The situation in Akwa Ibom is evolving, though, and challenges remain.
One particular challenge involves identifying undiagnosed PLHIV through index testing, the method of eliciting contacts from recently diagnosed HIV-positive clients.
Since early 2021, when index testing yielded a positivity rate of 26%, the index yield has steadily decreased (see the graph below). When Anie presented the data to Situation Room stakeholders in mid-2022, the group mobilized to reactivate the strategy: existing HIV patient files were reviewed, a refresher training on sexual partner elicitation was provided, and follow-up client sexual contact elicitation interviews were conducted. As a result, the number of index partners who were tested in the following quarter more than doubled to an all-time high of 59,000 people. The proportion of new HIV-positives identified, however, remained largely unchanged.
Stakeholders are optimistic that Akwa Ibom is reaching treatment saturation, suggesting that the pace of HIV transmission is slowing given the high rates of viral load suppression among PLHIV on treatment. However, there are many factors at play and further investigation is needed to better understand the decreasing index testing test positivity. As Nigeria makes progress towards national goals, it will become more difficult to identify and link undiagnosed, HIV-positive individuals and to return clients experiencing adherence challenges to treatment.[1]
To achieve the final milestones towards epidemic control, the Situation Room in Akwa Ibom will continue to analyze, review and discuss real-time, more-granular data to focus HIV resources where they will most effectively diagnose new cases.

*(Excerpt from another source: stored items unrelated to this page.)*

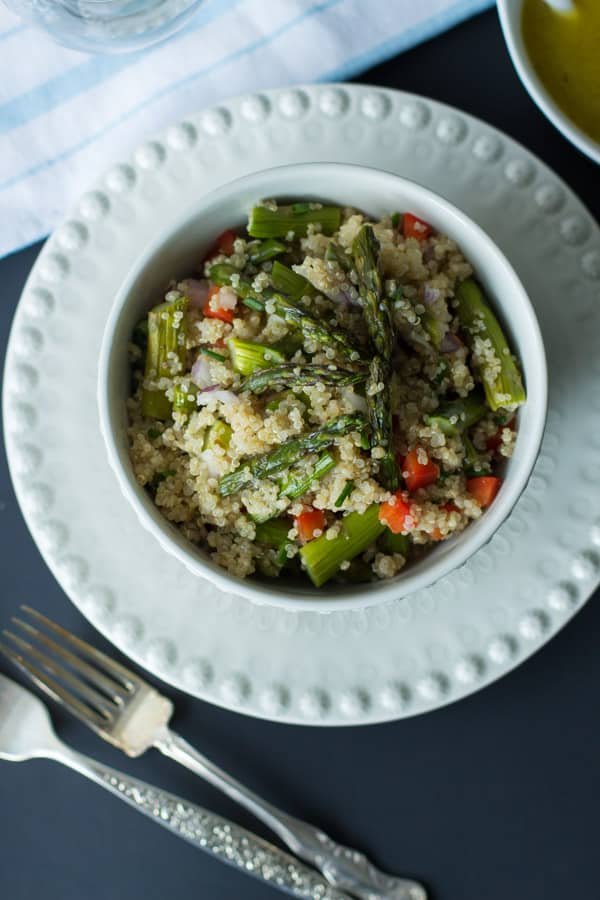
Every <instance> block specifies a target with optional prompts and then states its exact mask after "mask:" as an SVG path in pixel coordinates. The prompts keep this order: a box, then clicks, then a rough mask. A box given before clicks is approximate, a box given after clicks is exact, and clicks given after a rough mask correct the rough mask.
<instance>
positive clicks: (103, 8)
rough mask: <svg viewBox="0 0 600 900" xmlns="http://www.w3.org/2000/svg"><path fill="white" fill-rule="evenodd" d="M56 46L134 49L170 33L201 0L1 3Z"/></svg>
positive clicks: (144, 46) (148, 43)
mask: <svg viewBox="0 0 600 900" xmlns="http://www.w3.org/2000/svg"><path fill="white" fill-rule="evenodd" d="M4 3H5V4H6V6H8V8H9V9H10V10H12V12H14V13H16V14H17V15H18V16H20V17H21V19H23V20H24V21H25V22H27V23H28V24H30V25H35V26H37V27H39V28H42V29H43V30H44V31H46V32H47V33H48V34H49V35H50V36H51V37H52V38H54V40H55V41H57V42H58V43H59V44H65V45H66V46H67V47H74V48H75V49H76V50H86V51H87V52H89V53H122V52H128V51H131V50H140V49H142V48H143V47H148V46H150V44H156V43H157V42H158V41H163V40H164V39H165V38H167V37H169V36H170V35H172V34H174V32H176V31H177V30H178V29H179V28H181V27H182V26H183V25H184V24H185V22H187V20H188V19H189V18H190V17H191V16H192V15H193V14H194V12H195V11H196V10H197V9H198V7H199V6H200V4H201V3H202V0H4Z"/></svg>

Akwa Ibom presents a case study of what it means to “Let Communities Lead” – an emphasis on systematic changes rather than isolated interventions, a focus on local needs rather than external expectations, and a commitment to better data use rather than a desire to import technology for its own sake. In this way, local leadership coupled with international funding and expertise can accelerate and maintain HIV epidemic control. And as we draw closer to 2025, the target date for UNAIDS 95-95-95, the international community can do more to foster initiatives like those unfolding in Akwa Ibom.
[1] PEPFAR. Strategy for Accelerating HIV/AIDS Epidemic Control, 2017-2020. https://www.state.gov/wp-content/uploads/2019/08/PEPFAR-Strategy-for-Accelerating-HIVAIDS-Epidemic-Control-2017-2020.pdfpdf iconexternal icon
[1] https://www.state.gov/wp-content/uploads/2019/09/Nigeria_COP19-Strategic-Directional-Summary_public.pdf; The 2018 Nigeria HIV/AIDS indicator and impact survey (NAIIS). NAIIS website. https://www.naiis.ng; https://www.datim.org/dhis-web-commons/security/login.action. Accessed 19 April 2021.
[2] The HIV prevalence gender disparity between females and males was greatest among younger adults, with females age 35-39 years (3.1%) having 2 times the prevalence of males in the same age group (1.4%). https://www.naiis.ng/resource/factsheet/NAIIS%20National%20Summary%20Sheet.pdf
[3] DATIM accessed on date of September 25, 2023.
[4] Tenofovir, Lamivudine and Dolutegravir.